The constructor that creates an arbitrary repeated value also exists and is called numpy.full().
Even ignoring numpy, bytes.size(count, value=b'\x00') is completely unintuitive. If I see bytes.size(42) in someone's code, I will think: "something like int.bit_length(), but in bytes."
full(), despite its use in numpy, is also unintuitive to me (my first thought is that it would indicate whether an object has room for more entries). Perhaps bytes.fillsize? That would seem the most intuitive to me: "fill an object of this size with this byte". I'm unfamiliar with numpy, but a quick Google search suggests that this would not conflict with anything there, if that is a concern.

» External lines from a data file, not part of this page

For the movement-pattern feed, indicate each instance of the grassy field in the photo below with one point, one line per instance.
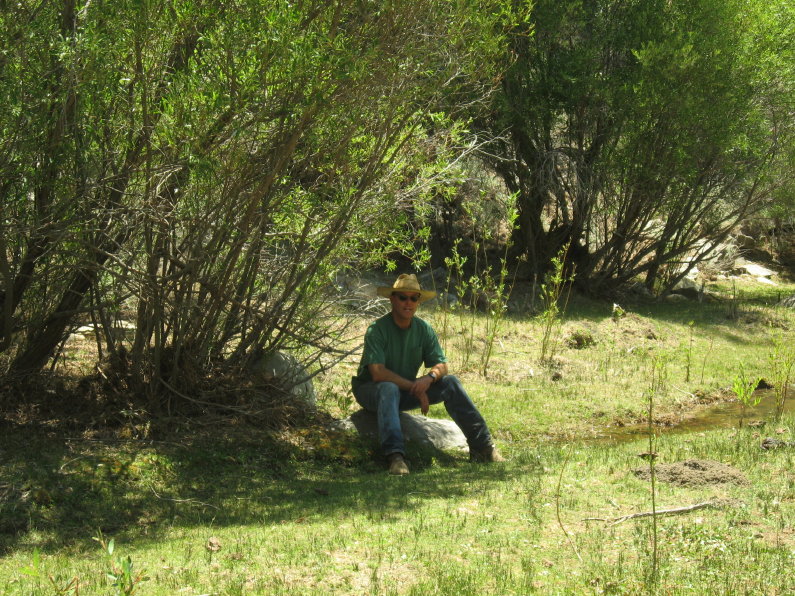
(231, 509)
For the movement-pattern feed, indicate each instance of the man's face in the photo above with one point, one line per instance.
(404, 304)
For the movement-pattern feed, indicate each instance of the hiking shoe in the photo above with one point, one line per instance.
(397, 465)
(487, 454)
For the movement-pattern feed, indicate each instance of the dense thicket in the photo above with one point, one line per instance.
(207, 166)
(640, 132)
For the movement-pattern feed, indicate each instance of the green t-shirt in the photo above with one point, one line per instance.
(400, 350)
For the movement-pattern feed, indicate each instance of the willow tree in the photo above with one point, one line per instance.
(634, 131)
(207, 167)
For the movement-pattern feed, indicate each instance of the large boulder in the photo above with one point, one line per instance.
(754, 270)
(287, 373)
(425, 432)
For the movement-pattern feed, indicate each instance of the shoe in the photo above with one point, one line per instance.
(397, 465)
(487, 454)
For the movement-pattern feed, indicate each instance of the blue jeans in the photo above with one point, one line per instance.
(387, 401)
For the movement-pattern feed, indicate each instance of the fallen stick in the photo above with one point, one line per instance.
(675, 511)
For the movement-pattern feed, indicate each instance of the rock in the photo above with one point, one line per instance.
(770, 443)
(687, 287)
(426, 432)
(288, 373)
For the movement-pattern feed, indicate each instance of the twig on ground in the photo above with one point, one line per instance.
(190, 501)
(660, 512)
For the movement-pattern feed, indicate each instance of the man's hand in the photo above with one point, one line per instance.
(419, 390)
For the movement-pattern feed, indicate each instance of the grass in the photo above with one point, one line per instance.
(236, 510)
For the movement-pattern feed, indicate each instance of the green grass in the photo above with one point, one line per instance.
(236, 510)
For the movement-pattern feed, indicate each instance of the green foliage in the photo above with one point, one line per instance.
(556, 282)
(606, 126)
(206, 169)
(744, 388)
(781, 362)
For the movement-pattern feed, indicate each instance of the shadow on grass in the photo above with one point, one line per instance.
(60, 492)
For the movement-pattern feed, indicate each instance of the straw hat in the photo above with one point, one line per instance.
(406, 282)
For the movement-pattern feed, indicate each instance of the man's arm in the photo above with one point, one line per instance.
(417, 387)
(381, 373)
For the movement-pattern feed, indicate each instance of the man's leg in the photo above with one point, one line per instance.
(463, 412)
(384, 399)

This PEP isn't revisiting that original design decision, just changing the spelling as users sometimes find the current behaviour of the binary sequence constructors surprising. In particular, there's a reasonable case to be made that ``bytes(x)`` (where ``x`` is an integer) should behave like the ``bytes.byte(x)`` proposal in this PEP. Providing both behaviours as separate class methods avoids that ambiguity.
You have a leftover bytes.byte here.
On Mon, Jul 18, 2016 at 5:01 PM, Jonathan Goble
full(), despite its use in numpy, is also unintuitive to me (my first thought is that it would indicate whether an object has room for more entries).
Perhaps bytes.fillsize?
I wouldn't want to see bytes.full() either. Maybe bytes.of_size()?
On Mon, 18 Jul 2016 at 14:35 Alexander Belopolsky < alexander.belopolsky@gmail.com> wrote:
On Mon, Jul 18, 2016 at 5:01 PM, Jonathan Goble
wrote: full(), despite its use in numpy, is also unintuitive to me (my first thought is that it would indicate whether an object has room for more entries).
Perhaps bytes.fillsize?
I wouldn't want to see bytes.full() either. Maybe bytes.of_size()?
Or bytes.fromsize() to stay with the trend of naming constructor methods as from*() ?
On 07/18/2016 02:45 PM, Brett Cannon wrote:
On Mon, 18 Jul 2016 at 14:35 Alexander Belopolsky wrote:
On Mon, Jul 18, 2016 at 5:01 PM, Jonathan Goble wrote:
full(), despite its use in numpy, is also unintuitive to me (my first thought is that it would indicate whether an object has room for more entries).
Perhaps bytes.fillsize?
I wouldn't want to see bytes.full() either. Maybe bytes.of_size()?
Or bytes.fromsize() to stay with the trend of naming constructor methods as from*() ?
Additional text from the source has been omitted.